Nokia, Kodak, Yahoo! Do you remember how powerful these brands were once upon a time? They were at the top of their game before things came tumbling down. Back in 1960, Harvard Professor Theodore Levitt coined a term to describe this phenomena - Marketing Myopia. If you are familiar with eyesight issues, you will know that in myopia, a person sees distant objects blurry. Well, Prof. Levitt certainly didn't have this problem because he could foresee how many brands this term would apply to.
Marketing Myopia is simply a situation wherein the company has a microscopic view of the business world and can't foresee both distant opportunities and challenges. They invest too much time, energy, and resources in fulfilling their current obligations that they fail to plan for the future. As a result, they either become obsolete, or simply get their market share eroded by innovative, fast moving competitors who are faster in spotting market trends.

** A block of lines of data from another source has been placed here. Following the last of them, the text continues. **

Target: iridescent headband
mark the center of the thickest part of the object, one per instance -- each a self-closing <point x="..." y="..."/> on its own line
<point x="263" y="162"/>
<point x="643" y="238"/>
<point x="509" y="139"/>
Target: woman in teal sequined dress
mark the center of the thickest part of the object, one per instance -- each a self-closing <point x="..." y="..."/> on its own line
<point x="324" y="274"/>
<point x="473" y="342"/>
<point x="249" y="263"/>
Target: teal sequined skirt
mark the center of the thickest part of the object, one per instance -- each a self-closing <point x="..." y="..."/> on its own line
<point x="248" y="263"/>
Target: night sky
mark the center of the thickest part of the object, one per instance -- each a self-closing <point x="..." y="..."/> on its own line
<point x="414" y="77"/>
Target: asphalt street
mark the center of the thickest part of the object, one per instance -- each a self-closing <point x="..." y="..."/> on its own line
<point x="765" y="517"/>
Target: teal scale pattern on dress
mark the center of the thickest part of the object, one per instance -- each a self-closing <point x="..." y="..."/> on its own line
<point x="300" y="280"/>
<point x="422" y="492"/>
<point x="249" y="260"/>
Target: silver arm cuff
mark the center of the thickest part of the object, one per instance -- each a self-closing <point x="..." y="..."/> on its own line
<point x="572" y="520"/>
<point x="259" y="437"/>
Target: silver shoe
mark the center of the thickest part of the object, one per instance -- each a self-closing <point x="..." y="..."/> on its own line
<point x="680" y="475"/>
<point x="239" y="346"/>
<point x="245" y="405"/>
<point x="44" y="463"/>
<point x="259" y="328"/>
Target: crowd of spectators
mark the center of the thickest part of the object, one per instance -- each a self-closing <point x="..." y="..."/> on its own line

What causes Marketing Myopia?
There is no one explanation for Marketing Myopia. Different brands fail for different reasons depending upon their market, customers, management etc. However, a lot of these failures can be bucketed under these causes:
Complacency: This can be best explained with the case of Nokia. Nokia was at the peak of its game and the most dominant cell phone brand in the world by market share. The management felt like nothing could erode their position and therefore didn't take the threat of changing future trends seriously. They just sat back and kept maintaining status quo.

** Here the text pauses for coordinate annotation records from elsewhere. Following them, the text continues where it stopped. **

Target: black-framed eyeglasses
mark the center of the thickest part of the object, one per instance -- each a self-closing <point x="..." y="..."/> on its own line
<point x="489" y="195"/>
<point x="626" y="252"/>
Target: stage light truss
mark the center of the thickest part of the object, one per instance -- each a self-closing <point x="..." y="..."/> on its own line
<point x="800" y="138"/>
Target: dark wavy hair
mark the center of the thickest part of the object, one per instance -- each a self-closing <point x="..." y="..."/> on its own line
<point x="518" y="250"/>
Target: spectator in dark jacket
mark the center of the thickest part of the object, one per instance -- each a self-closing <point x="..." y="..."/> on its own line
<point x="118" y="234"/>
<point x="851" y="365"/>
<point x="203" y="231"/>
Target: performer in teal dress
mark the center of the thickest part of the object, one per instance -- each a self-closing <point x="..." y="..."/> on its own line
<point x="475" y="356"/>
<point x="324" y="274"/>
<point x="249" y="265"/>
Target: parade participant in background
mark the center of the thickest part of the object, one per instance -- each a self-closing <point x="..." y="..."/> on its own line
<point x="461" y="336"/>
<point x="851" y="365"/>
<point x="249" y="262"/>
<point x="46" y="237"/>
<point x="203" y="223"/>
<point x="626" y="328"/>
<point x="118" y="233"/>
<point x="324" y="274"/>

Not investing in R&D: Sometimes, the business is too focused in reaping profits and distributing it among the stakeholders. As a result, they just don't pump back enough into R&D. And in today's fast moving world driven by innovations, lack of R&D is like shooting oneself in the foot.
Lack of Customer-centricity: Some business still follow the sales concept or the production concept where they identify a need and a market, and then start bulk producing something. They never really get in touch with the customers to understand their pain points in a deeper, more personal manner. And it is usually during this time when another brand swoops in and attracts the customer through personalized products.

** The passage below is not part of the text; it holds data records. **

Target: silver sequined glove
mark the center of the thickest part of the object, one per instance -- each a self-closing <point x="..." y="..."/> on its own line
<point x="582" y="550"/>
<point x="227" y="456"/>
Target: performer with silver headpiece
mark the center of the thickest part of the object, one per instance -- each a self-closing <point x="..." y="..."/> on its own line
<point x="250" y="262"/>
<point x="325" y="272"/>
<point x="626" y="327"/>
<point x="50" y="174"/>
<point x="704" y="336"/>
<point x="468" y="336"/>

How can Marketing Myopia be avoided?
It may be really simple for me to put down some words here but I do realize that it is far more difficult for large scale organizations to follow and implement these. But action is simply intent put behind words or plans, and that's what organizations should do:
Talk to your customers: Talking to your customers offers multiple benefits. You can understand their pain-points better and in turn make your product more beneficial for them. After all, without the customers, there is going to be no product! At an ARF Conference, 3M acknowledged that one of their latest products was as a result of a complaint call received by their customer care team. Treat customer complaints like a chance to innovate rather than a negative feedback.
Talk to your team openly: A lot of companies take decisions at the upper level and then pass it down. However, the best and the brightest idea can come from anywhere. Companies like Google and Amazon swear by this, and are today two of the top 5 companies in the world. In fact, products like Amazon Prime and AWS were the brainchild of engineers within one of their many 100s of teams.
Acknowledge your failures: Some companies are just too egoistic to accept their failures. But as they say, every failure is a stepping stone to success. If you can't accept it, you can't fix it. That's why failures should be treated as opportunities to go better, and not as a question mark on the company itself. Nintendo, Apple and many other brands have failed at various points but emerged from it because they went back to the drawing board to see where they went wrong.